A slide from the bond measure presentation that shows the future plans for remaining $42M in measure G money. This plan leaves a budget gap of $16M that will likely lead to another bond measure in the 2022 elections. Photo credit: Robert Yeutter

These bond measures have helped Cerritos College building 17 new buildings, majorly renovate 7 more buildings, and remodel 7 additional building. The college has a planned future budget, based on what they knew today, of $440M.

With the completion of the 2020 census, the board discussed local redistricting, which will affect the districts of students and who represents them within the board.

The district heard from the firm, Redistricting Partners, a firm that works under a master agreement with the Foundation for California Community Colleges to provide redistricting, demographics and voting rights act analysis.

The trustees requested that the district hold more than one meeting to allow plenty of access for public comments and ideas for forming the new districts.

The board will vote on the revised trustee areas in February 2022 and the deadline to pass the new map is February 28th, 2022.

The board approved and adopted a “break free from plastic” pledge. This pledge established a purchasing policy that eliminated campus and food vendor procurement of all non-essential, non-compostable, single-use disposable plastics, while keeping accessibility at the forefront of decision-making to ensure that accommodations are made for all users of the system.

The pledge also has the college committing to monitor plastic-free alternatives in future procurement decisions and policies regarding items that cannot currently be eliminated due to a lack of viable alternatives.

The college will also invest in education, resources, and infrastructure to assist in the Plastic-Free Campus transition.

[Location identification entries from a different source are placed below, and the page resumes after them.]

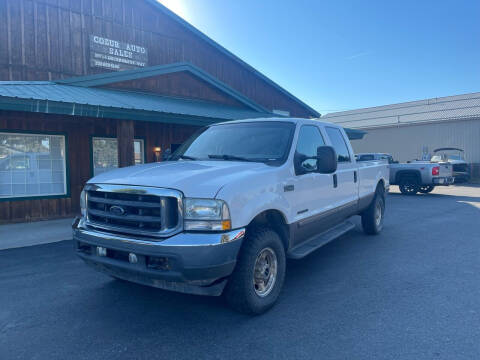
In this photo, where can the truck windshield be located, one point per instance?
(267, 141)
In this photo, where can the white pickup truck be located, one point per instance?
(236, 200)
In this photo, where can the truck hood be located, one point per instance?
(194, 178)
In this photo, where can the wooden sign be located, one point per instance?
(116, 55)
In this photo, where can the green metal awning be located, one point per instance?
(53, 98)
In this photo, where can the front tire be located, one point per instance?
(426, 189)
(372, 217)
(257, 280)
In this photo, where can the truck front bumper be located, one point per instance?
(195, 263)
(444, 181)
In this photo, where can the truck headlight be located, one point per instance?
(206, 215)
(83, 203)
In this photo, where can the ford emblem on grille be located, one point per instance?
(117, 210)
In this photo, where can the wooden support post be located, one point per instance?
(125, 135)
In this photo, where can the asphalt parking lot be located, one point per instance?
(410, 293)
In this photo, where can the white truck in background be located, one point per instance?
(233, 203)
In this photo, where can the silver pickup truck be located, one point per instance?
(416, 176)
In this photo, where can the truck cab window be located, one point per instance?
(309, 138)
(339, 144)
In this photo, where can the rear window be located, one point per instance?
(365, 157)
(339, 144)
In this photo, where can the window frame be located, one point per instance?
(346, 144)
(296, 145)
(143, 139)
(67, 193)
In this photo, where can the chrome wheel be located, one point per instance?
(265, 272)
(378, 214)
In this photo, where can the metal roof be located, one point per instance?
(53, 98)
(217, 46)
(436, 109)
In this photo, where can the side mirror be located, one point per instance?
(166, 155)
(326, 160)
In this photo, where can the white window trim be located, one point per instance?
(65, 192)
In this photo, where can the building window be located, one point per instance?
(32, 165)
(105, 154)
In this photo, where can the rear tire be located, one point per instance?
(257, 280)
(409, 186)
(372, 217)
(426, 189)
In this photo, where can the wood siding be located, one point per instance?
(181, 84)
(49, 39)
(78, 131)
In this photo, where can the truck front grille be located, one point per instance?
(134, 210)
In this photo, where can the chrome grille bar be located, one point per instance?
(136, 210)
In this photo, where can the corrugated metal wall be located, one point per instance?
(407, 142)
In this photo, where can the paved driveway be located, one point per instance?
(411, 293)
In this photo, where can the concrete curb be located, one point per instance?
(35, 233)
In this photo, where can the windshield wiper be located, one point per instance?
(186, 157)
(230, 157)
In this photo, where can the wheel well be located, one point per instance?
(274, 220)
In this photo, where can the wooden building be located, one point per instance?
(90, 85)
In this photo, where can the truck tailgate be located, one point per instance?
(446, 170)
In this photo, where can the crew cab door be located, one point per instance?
(346, 178)
(308, 190)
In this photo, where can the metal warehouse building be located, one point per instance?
(91, 85)
(409, 130)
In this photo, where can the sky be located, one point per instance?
(339, 55)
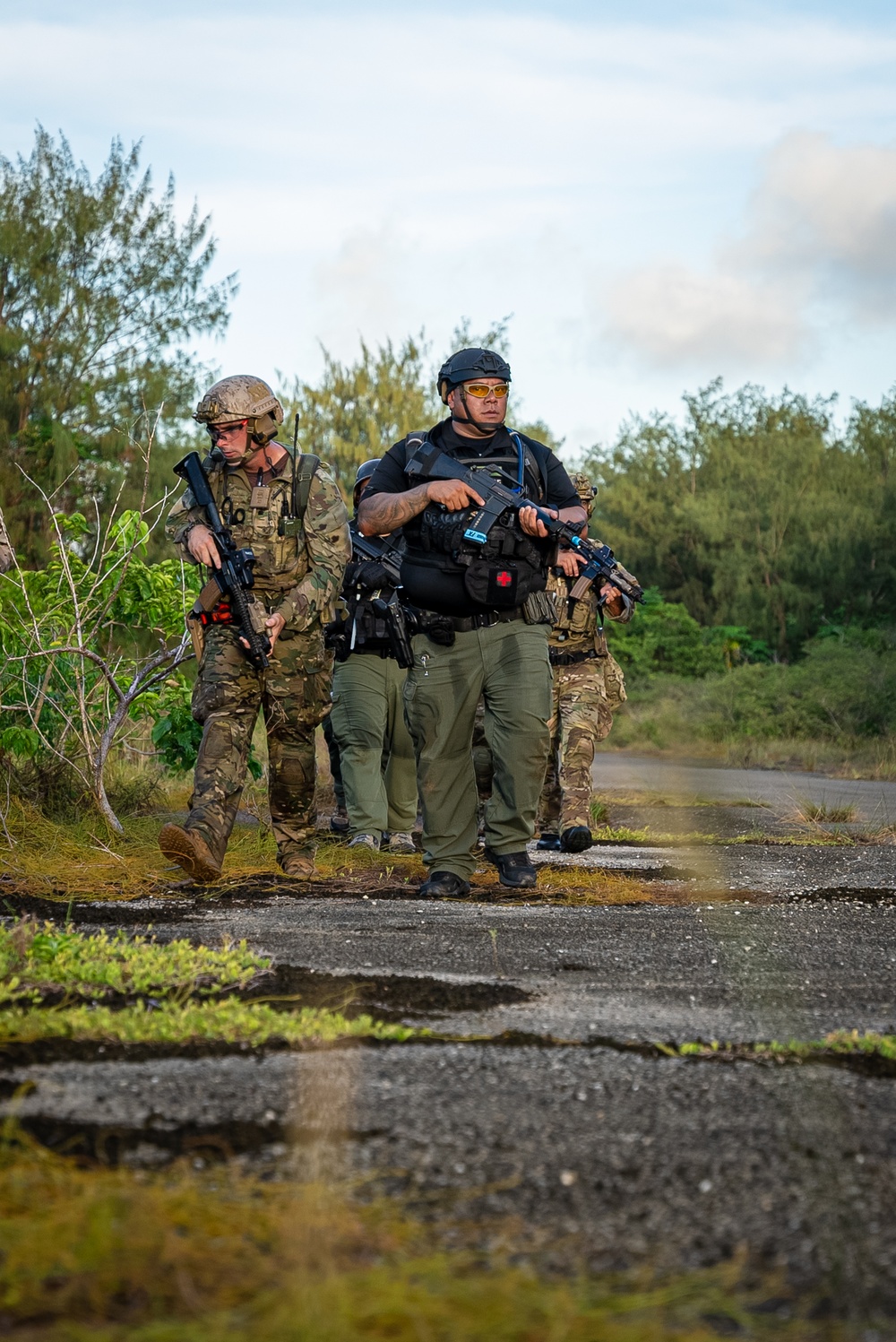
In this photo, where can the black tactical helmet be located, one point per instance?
(361, 478)
(366, 470)
(469, 364)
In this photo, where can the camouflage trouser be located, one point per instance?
(294, 694)
(580, 718)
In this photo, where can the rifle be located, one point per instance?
(235, 576)
(429, 461)
(377, 550)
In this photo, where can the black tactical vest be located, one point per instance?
(447, 573)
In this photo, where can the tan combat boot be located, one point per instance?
(191, 853)
(299, 866)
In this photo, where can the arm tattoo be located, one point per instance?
(385, 513)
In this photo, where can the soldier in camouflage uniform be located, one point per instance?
(588, 686)
(301, 555)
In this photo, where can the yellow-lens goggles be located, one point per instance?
(480, 391)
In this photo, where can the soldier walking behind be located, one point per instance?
(375, 750)
(588, 686)
(499, 627)
(293, 517)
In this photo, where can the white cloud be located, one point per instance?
(829, 211)
(370, 180)
(820, 229)
(675, 316)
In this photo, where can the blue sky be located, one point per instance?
(658, 192)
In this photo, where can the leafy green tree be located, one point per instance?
(101, 294)
(359, 410)
(752, 512)
(85, 643)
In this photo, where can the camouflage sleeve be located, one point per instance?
(329, 547)
(5, 548)
(180, 520)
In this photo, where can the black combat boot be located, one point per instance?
(443, 885)
(575, 839)
(514, 869)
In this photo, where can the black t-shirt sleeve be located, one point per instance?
(389, 475)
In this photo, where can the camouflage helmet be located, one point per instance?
(585, 490)
(242, 396)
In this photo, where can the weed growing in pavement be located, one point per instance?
(837, 1043)
(814, 812)
(35, 957)
(205, 1255)
(191, 1023)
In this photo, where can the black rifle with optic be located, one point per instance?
(235, 576)
(429, 462)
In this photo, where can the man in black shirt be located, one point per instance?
(496, 620)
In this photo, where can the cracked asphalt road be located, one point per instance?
(602, 1156)
(734, 971)
(607, 1160)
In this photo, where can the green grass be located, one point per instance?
(216, 1255)
(37, 957)
(189, 1023)
(839, 1043)
(814, 812)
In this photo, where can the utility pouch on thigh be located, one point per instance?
(613, 683)
(196, 631)
(539, 608)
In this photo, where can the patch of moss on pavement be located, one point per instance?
(180, 1024)
(40, 957)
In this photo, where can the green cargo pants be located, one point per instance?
(369, 725)
(294, 694)
(506, 664)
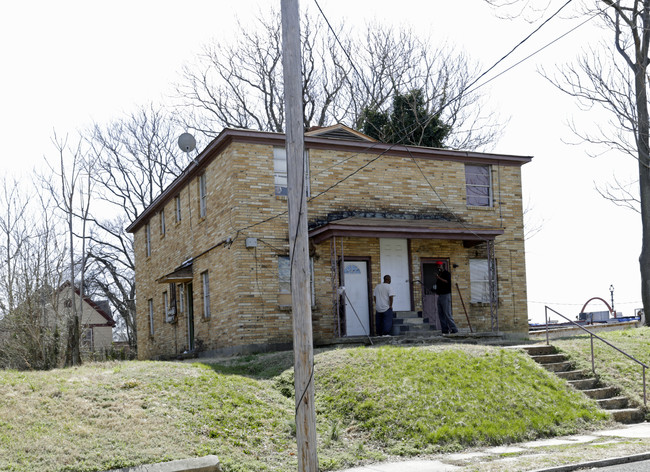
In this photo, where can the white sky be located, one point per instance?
(66, 64)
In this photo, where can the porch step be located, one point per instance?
(628, 415)
(601, 393)
(558, 366)
(614, 403)
(549, 358)
(573, 375)
(407, 315)
(537, 349)
(607, 397)
(582, 384)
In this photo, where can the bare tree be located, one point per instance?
(613, 76)
(136, 158)
(29, 325)
(71, 190)
(14, 234)
(240, 84)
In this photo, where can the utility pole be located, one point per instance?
(303, 350)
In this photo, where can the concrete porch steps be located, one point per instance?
(607, 397)
(409, 322)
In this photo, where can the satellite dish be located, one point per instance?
(186, 142)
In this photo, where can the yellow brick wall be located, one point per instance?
(246, 306)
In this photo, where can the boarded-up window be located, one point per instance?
(150, 317)
(479, 276)
(178, 209)
(147, 230)
(280, 171)
(478, 184)
(284, 276)
(202, 196)
(206, 294)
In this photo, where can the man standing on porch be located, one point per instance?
(443, 289)
(383, 298)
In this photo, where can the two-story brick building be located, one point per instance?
(212, 255)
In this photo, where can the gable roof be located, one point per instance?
(316, 139)
(109, 319)
(338, 131)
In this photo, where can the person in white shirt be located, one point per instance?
(383, 298)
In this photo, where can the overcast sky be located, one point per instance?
(67, 64)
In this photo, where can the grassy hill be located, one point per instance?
(371, 403)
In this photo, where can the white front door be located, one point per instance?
(357, 321)
(393, 255)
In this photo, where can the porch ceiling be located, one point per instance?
(181, 275)
(402, 228)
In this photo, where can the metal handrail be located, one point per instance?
(592, 336)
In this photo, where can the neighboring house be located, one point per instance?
(96, 320)
(212, 254)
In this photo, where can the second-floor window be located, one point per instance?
(478, 184)
(280, 171)
(162, 222)
(178, 209)
(202, 196)
(150, 317)
(147, 230)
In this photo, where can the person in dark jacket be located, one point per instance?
(443, 289)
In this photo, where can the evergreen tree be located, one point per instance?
(408, 121)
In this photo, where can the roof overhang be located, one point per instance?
(182, 274)
(358, 227)
(313, 141)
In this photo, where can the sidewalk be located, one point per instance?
(558, 454)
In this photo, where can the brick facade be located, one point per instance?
(248, 309)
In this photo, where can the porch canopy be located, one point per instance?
(361, 227)
(180, 275)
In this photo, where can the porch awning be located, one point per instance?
(404, 228)
(181, 274)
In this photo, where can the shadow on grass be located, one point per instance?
(256, 366)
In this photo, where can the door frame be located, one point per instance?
(189, 300)
(433, 260)
(368, 261)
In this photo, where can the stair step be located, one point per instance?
(558, 367)
(584, 384)
(549, 358)
(538, 349)
(614, 403)
(628, 415)
(407, 314)
(413, 321)
(601, 393)
(573, 375)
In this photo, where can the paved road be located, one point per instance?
(632, 467)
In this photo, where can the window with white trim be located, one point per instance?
(202, 196)
(150, 317)
(284, 276)
(162, 222)
(147, 230)
(280, 171)
(165, 306)
(205, 281)
(479, 277)
(478, 185)
(178, 208)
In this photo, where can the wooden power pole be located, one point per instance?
(303, 350)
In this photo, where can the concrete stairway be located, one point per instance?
(608, 398)
(409, 322)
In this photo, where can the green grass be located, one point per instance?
(614, 368)
(372, 403)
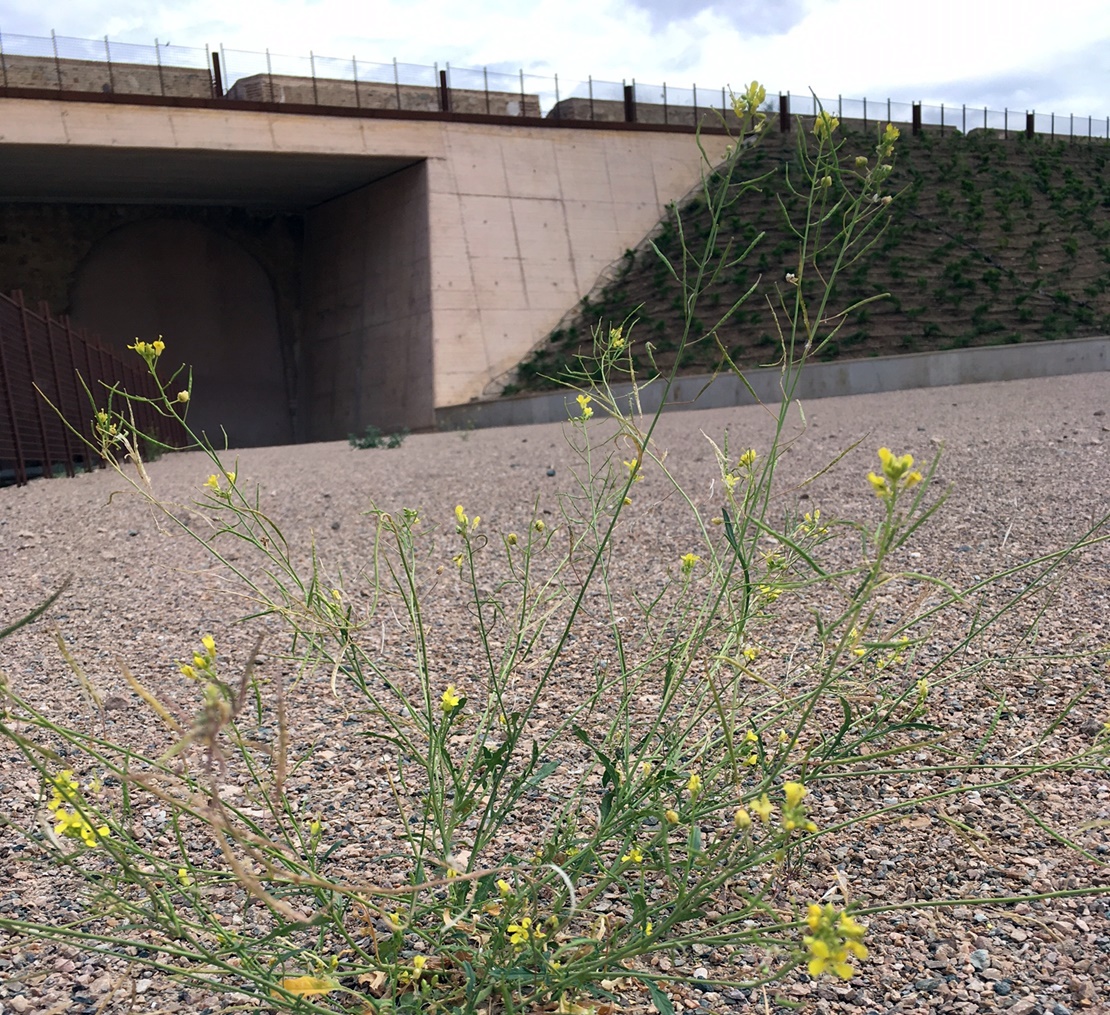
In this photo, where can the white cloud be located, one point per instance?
(1015, 51)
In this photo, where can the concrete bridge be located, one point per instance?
(323, 269)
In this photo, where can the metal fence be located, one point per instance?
(68, 64)
(47, 362)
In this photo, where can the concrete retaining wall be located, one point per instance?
(817, 381)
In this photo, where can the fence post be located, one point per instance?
(217, 76)
(108, 58)
(86, 455)
(58, 64)
(444, 93)
(29, 350)
(158, 58)
(10, 403)
(44, 312)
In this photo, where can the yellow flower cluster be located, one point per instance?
(68, 822)
(833, 937)
(825, 124)
(149, 351)
(463, 522)
(521, 934)
(202, 664)
(451, 699)
(794, 810)
(213, 483)
(897, 474)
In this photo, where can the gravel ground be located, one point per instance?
(1028, 465)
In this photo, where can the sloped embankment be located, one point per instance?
(990, 241)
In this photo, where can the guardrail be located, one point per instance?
(72, 66)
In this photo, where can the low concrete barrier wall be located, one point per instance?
(818, 380)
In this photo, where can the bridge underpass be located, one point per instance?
(321, 273)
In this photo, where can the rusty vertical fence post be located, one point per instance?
(444, 93)
(40, 419)
(73, 374)
(59, 397)
(217, 77)
(158, 57)
(6, 389)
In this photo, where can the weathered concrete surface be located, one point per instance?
(816, 381)
(521, 220)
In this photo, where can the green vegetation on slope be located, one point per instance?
(990, 241)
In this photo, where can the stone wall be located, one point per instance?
(96, 76)
(379, 94)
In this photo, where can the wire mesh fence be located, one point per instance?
(68, 64)
(53, 379)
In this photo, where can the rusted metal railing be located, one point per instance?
(52, 374)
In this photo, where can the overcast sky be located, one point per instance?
(1018, 53)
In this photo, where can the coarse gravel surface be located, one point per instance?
(1029, 473)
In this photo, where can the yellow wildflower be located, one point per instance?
(825, 124)
(834, 937)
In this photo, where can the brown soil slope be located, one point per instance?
(990, 240)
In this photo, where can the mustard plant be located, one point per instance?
(673, 803)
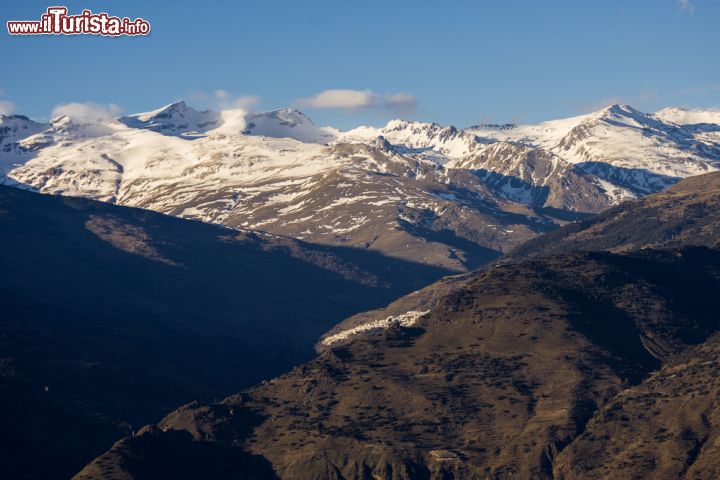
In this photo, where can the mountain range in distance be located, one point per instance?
(592, 355)
(438, 195)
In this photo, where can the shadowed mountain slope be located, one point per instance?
(501, 374)
(112, 316)
(685, 214)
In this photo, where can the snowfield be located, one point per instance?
(414, 190)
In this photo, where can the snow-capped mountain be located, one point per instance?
(14, 128)
(174, 119)
(287, 123)
(421, 191)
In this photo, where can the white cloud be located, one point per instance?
(87, 111)
(6, 107)
(245, 102)
(224, 100)
(686, 6)
(346, 99)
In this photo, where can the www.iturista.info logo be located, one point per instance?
(56, 21)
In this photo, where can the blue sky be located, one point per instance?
(454, 62)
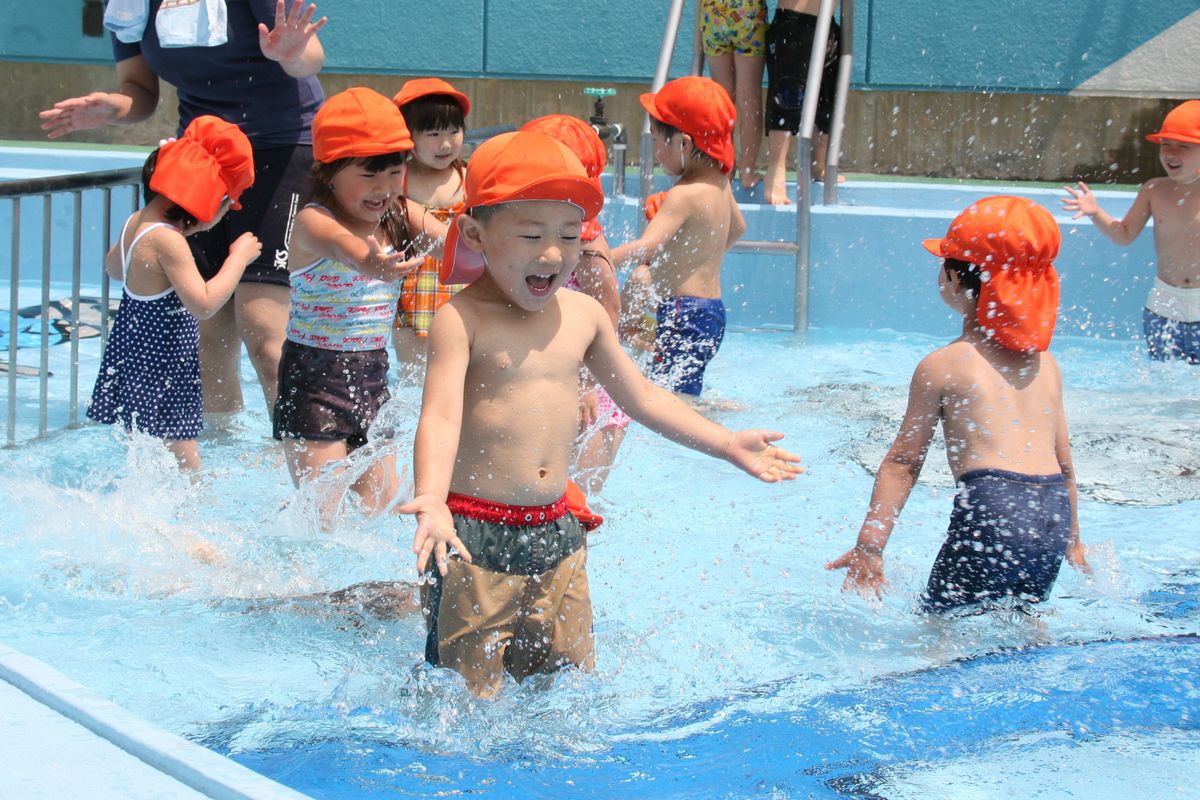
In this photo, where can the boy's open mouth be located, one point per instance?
(539, 284)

Dennis Falcon, President of the Faculty Senate, reported that Faculty Senate voted to continue to meet virtually and renew that decision every 30 days.

On Nov. 30, the Faculty Senate will host Stephanie Curry, ASCCC curriculum chair, to discuss the many issues regarding the new area F, Ethnic Studies requirement in the CSU and UC system.

On Nov. 23 from 5-6 p.m., Professor John Macias and Lazaro Arvizu, Jr. will be hosting an event for Native American history month titled, ‘Where do you fit: an assessment of settler colonialism’.

Dr. Fierro announced that the Classified Employee of the Month in Monica Chora, a certified medical assistant with the student health services department.

“Monica has gone above and beyond in her role as a certified medical assistant. She has been working the front lines for Cerritos for the last 15 years and is the first face students see when walking into the department.”

The board went into a closed session to conference with labor negotiators and with no further business being in front of the board, declared that there would be no read out and the meeting was adjourned.